Yesterday warranted the first wild browns of 2016. With this winters first shot of 20 degree weather and a dose of bitter wind, you would think that it would be a good day to stay at home.  Sometimes it pays to disregard the weather forecast, string up the rod, and just go fish. Yesterday was certainly one of those days.

I thought about spending the day tying flies, but when Bryan called and asked me to go fish with a few of his buddies I couldn’t turn down a good time. We met up and fished with Jake Villwock from TCO Fly Shop and his friend Rob.

Despite tough January weather conditions, the fishing was really everything we could have asked for. Good friends, a couple craft Busch Light beers, and plenty of cooperative fish to go around. From all the rain last week, the water conditions were ideal, particularly if you like to fish heavy stoneflies. Ahhhh, the joys of catching trout on big flies never gets old. I would say about 65% of the fish I caught ate stonefly nymphs, and the rest fell victim of a Frenchie in size 12. Although I think that the larger bugs were important, I think fishing the right water type was more important.

Winter fish behavior has truly set in, and the browns we found today were definitely in the winter water type such as slower, deeper riffles, large pockets, and soft glides. Low and slow was also the name of the game as far as where the flies needed to be. The fish were relatively podded up together in the winter water, and tight to the bottom.

As always, it’s much easier to brave the cold weather with a couple buddies.

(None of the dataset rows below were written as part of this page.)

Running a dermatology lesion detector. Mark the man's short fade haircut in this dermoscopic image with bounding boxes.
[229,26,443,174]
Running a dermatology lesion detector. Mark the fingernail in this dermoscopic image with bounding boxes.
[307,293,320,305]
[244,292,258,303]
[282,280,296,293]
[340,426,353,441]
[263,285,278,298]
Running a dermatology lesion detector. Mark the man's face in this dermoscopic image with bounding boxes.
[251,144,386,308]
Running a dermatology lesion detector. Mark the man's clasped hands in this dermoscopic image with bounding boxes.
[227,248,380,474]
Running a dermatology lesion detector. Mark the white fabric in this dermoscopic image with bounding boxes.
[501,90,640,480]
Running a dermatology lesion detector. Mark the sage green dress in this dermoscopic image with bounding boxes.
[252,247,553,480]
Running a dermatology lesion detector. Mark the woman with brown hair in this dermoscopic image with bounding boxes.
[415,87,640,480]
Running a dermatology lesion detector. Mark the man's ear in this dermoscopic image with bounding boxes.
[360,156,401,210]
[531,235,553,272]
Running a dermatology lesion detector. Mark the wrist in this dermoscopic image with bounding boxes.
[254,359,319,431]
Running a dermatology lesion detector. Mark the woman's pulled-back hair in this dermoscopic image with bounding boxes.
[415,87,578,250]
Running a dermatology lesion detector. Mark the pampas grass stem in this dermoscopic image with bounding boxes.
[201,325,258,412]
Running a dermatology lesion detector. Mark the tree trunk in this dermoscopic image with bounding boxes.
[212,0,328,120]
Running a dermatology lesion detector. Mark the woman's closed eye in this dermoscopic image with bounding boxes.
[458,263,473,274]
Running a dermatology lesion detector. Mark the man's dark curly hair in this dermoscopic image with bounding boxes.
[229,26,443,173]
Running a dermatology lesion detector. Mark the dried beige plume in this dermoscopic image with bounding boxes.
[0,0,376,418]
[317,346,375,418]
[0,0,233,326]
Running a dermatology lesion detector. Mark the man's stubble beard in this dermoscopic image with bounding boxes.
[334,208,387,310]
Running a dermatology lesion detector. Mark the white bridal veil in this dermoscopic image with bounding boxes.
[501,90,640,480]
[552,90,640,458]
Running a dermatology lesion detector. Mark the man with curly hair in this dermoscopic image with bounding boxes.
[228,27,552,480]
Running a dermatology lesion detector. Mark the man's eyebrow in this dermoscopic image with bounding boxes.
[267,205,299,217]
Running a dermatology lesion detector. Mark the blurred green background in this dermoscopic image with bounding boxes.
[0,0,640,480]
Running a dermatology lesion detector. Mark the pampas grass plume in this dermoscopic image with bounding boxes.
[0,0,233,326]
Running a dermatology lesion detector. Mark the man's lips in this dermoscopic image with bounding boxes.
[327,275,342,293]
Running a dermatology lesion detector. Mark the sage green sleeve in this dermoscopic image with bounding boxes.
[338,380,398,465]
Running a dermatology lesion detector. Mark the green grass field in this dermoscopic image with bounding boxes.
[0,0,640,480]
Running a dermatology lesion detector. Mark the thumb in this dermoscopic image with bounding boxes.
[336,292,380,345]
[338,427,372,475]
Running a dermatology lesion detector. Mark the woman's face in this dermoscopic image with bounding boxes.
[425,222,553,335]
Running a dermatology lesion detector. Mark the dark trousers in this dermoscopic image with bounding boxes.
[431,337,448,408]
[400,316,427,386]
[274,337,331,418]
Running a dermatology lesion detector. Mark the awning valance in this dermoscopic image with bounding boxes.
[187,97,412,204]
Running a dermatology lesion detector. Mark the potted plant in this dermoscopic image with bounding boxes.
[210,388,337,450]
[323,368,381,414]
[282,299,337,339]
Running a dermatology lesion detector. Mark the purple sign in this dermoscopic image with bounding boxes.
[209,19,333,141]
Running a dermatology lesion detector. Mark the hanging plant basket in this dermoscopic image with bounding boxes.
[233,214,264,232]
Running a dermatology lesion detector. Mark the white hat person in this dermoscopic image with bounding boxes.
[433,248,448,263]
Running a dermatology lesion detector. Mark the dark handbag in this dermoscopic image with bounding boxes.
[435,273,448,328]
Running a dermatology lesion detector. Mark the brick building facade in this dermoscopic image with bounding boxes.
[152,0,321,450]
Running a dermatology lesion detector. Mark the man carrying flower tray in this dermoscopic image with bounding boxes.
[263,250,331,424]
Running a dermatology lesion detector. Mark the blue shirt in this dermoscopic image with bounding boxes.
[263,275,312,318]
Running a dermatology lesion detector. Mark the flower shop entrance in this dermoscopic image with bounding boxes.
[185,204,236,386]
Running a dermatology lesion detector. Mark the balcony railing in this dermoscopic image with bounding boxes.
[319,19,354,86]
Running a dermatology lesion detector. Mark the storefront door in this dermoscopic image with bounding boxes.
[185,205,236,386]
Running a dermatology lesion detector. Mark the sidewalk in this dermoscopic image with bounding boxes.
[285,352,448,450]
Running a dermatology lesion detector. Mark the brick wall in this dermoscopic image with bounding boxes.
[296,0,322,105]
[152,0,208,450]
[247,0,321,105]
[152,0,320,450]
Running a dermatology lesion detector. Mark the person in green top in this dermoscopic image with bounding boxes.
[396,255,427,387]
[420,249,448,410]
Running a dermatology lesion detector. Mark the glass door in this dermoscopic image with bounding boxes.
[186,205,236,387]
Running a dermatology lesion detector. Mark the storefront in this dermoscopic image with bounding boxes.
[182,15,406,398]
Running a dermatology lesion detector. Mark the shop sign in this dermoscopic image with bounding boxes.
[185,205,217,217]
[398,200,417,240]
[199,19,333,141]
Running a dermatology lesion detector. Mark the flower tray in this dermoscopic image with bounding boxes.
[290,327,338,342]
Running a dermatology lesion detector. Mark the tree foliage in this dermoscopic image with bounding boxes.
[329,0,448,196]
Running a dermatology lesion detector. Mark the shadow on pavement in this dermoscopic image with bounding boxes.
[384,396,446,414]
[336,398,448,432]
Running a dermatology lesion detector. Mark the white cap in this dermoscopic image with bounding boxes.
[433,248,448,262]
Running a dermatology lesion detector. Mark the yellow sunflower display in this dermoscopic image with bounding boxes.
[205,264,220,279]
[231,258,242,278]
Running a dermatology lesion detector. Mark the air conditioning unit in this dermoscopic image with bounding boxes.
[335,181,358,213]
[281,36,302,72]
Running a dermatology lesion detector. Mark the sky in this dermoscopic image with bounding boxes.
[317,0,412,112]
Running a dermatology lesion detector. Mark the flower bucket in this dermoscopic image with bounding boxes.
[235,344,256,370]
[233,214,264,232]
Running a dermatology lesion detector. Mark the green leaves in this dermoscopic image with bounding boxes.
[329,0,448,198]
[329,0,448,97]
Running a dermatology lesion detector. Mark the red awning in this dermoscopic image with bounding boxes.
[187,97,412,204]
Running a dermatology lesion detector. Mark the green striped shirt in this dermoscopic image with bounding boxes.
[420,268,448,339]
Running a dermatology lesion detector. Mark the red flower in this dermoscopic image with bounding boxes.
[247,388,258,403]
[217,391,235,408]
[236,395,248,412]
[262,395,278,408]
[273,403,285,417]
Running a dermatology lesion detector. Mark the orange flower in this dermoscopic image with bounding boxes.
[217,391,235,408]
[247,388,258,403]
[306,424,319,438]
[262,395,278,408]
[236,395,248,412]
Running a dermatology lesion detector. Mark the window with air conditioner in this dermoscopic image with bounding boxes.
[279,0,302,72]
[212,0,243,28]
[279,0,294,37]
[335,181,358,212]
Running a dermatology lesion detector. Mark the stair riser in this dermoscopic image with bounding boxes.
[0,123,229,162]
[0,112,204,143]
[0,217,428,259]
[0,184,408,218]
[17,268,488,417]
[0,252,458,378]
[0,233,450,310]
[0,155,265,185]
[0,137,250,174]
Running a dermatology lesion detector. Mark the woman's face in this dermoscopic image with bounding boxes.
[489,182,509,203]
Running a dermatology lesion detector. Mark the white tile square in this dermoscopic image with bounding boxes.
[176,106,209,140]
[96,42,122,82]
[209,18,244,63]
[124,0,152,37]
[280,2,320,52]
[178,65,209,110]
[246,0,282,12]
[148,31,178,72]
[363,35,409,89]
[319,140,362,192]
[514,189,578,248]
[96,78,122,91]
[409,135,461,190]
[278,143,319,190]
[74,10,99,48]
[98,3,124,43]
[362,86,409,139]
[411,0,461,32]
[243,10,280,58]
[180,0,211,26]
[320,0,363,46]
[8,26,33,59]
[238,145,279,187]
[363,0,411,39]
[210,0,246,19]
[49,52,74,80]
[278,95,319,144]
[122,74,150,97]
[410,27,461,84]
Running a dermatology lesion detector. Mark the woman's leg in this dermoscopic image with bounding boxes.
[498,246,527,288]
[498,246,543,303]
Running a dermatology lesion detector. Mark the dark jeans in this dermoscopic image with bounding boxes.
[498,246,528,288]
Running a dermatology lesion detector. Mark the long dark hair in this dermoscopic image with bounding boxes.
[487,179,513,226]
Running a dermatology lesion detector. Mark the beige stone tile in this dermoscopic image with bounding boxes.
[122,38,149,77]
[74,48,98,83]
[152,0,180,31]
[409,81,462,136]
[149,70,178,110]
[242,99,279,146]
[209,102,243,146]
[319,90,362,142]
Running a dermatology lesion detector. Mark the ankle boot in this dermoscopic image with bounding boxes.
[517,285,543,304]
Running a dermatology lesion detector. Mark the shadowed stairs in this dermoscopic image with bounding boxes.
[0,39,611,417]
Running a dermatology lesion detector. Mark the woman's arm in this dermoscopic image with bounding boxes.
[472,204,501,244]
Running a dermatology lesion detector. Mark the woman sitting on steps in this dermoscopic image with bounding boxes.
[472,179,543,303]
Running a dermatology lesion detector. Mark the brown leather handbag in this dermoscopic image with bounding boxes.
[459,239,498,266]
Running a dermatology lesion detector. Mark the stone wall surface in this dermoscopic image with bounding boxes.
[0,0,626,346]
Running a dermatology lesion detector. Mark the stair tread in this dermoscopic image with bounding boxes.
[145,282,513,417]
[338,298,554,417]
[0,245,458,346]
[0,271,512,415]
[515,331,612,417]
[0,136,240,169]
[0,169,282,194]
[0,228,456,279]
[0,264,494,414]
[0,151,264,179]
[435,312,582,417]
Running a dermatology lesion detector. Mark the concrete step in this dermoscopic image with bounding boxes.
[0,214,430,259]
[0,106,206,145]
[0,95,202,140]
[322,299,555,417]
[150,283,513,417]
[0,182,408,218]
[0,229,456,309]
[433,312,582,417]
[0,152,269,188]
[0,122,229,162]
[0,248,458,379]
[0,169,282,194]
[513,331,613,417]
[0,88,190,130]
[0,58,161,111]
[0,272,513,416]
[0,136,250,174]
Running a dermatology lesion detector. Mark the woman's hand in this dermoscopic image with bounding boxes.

Dealing with frozen waders, cold weather, and getting on the water was far worth the effort yesterday. Along with more than satisfactory numbers, I was able to put several browns in the net in the upper teens. The pictures were all taken on Jake’s camera so you will have to hang tight for them.

If you are itching to get on the water I would do it soon. Looking at the long term forecast here in Pennsylvania it looks like it’s only going to keep getting colder the next few weeks.